Portugal tem sido, ao longo das últimas décadas, um dos destinos mais escolhidos pelos angolanos em busca de melhores condições de vida, num percurso marcado por laços históricos, linguísticos e afetivos. Só entre 2017 e 2023, o número de imigrantes angolanos no país mais do que triplicou, passando de cerca de 17 mil para mais de 55 mil residentes legais, segundo dados oficiais citados pelo Novo Jornal. Este crescimento é visível também na cidade do Porto, onde, de acordo com o Observador, residiam em 2022 2.285 cidadãos angolanos, tornando o município no terceiro do país com maior presença desta comunidade, apenas atrás de Lisboa e Setúbal. Esta presença não se limita aos números, traduz-se em contribuições visíveis para a vida económica, social e cultural da cidade, especialmente em freguesias como Campanhã, onde a diversidade étnica se tornou parte do quotidiano. É nesse contexto que histórias como a de Angelina ganham significado, não apenas como percurso individual de migração, mas como expressão concreta de um fenómeno coletivo que está a moldar silenciosamente a nova face do Porto. 

Kimbundu é uma língua bantu falada principalmente em Angola, especificamente nas províncias de Luanda, Bengo, Malanje e Cuanza Norte.É a segunda língua africana mais falada em Angola e uma língua importante na cultura e identidade da região. A palavra “kimbundu” significa “língua dos mbundu” ou “língua dos ambundu”, que são os habitantes da região. 

Em cada prato do Compadre há uma história

Quando cozinha mufete, Angelina volta para casa. É como se estivesse de novo em Angola, “nessa viagem que os odores e paladares permitem, ao revisitarem a memória emocional”. A cortar peixe fresco, a pôr a banana a cozer, a mexer o feijão, é como se a angolana estivesse a sentir o calor da terra. O mesmo acontece com a moamba. É o prato que mais lhe puxa as memórias. “A moamba. Sempre a moamba. Quando estou a fazer, parece que estou lá.”

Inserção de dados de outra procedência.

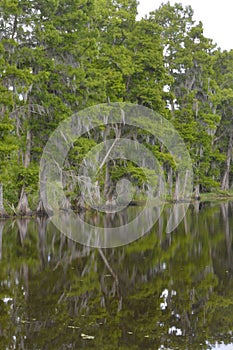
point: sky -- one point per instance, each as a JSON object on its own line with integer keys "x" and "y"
{"x": 216, "y": 16}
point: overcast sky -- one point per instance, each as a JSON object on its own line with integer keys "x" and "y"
{"x": 216, "y": 16}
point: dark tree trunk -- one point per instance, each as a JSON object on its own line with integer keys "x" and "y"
{"x": 2, "y": 223}
{"x": 226, "y": 177}
{"x": 2, "y": 210}
{"x": 23, "y": 206}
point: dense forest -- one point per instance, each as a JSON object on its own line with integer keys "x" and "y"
{"x": 58, "y": 57}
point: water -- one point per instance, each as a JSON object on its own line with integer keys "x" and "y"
{"x": 164, "y": 291}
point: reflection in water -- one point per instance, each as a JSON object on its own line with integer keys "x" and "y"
{"x": 166, "y": 290}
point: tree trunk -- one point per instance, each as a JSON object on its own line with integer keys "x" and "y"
{"x": 226, "y": 177}
{"x": 197, "y": 192}
{"x": 176, "y": 196}
{"x": 2, "y": 223}
{"x": 2, "y": 210}
{"x": 23, "y": 206}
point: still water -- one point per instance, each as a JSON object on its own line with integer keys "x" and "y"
{"x": 164, "y": 291}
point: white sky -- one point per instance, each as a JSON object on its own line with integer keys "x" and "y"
{"x": 216, "y": 16}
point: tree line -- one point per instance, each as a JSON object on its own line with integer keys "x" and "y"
{"x": 58, "y": 57}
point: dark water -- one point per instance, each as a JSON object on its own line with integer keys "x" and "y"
{"x": 164, "y": 291}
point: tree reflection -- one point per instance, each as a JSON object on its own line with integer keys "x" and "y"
{"x": 173, "y": 290}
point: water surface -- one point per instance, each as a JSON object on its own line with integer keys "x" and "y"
{"x": 164, "y": 291}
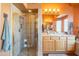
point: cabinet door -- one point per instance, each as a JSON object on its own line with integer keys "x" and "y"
{"x": 70, "y": 45}
{"x": 61, "y": 44}
{"x": 46, "y": 45}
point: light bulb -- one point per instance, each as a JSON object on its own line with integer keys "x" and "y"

ReceitaReceita de Mufete de peixe carapau
Ingredientes Modo de preparação
1 – Meio quilo de feijão
2 – Seis peixes carapau, galo ou cacusso (pode por mais peixe se quiser)
3 – Uma mandioca grande
4 – Três ou quatro bananas pão
5 – Seis ou sete batata-doces
6 – 2 cebolas grandes
7 – Alho
8 – Uma lata de óleo de palma
9 – 1 chávena de farinha musseque
10 – Vinagre, azeite e sal
1 – Cozinha o feijão numa panela de pressão por cerca de uma hora e meia.
Depois de estar pronto, ponha numa panela meia lata de óleo de palma, o feijão e sal a gosto, deixando cozer em lume brando até ficar bem “apuradinho”.
2 – Lave e escame bem o peixe, tempere-o com sal pisado ao alho, limão ou vinagre, deixando o tempero entrar por cerca de 30 minutos. A seguir grelhe num grelhador ou de preferência num fogareiro.
3 – Descasque a mandioca, lave muito bem em água corrente e ponha a cozer.
4 – Lave a banana pão e a batata-doce, cosa-as em panelas separadas vá picando para ver se estão prontas. Elas ficam prontas quando estiverem molinhas.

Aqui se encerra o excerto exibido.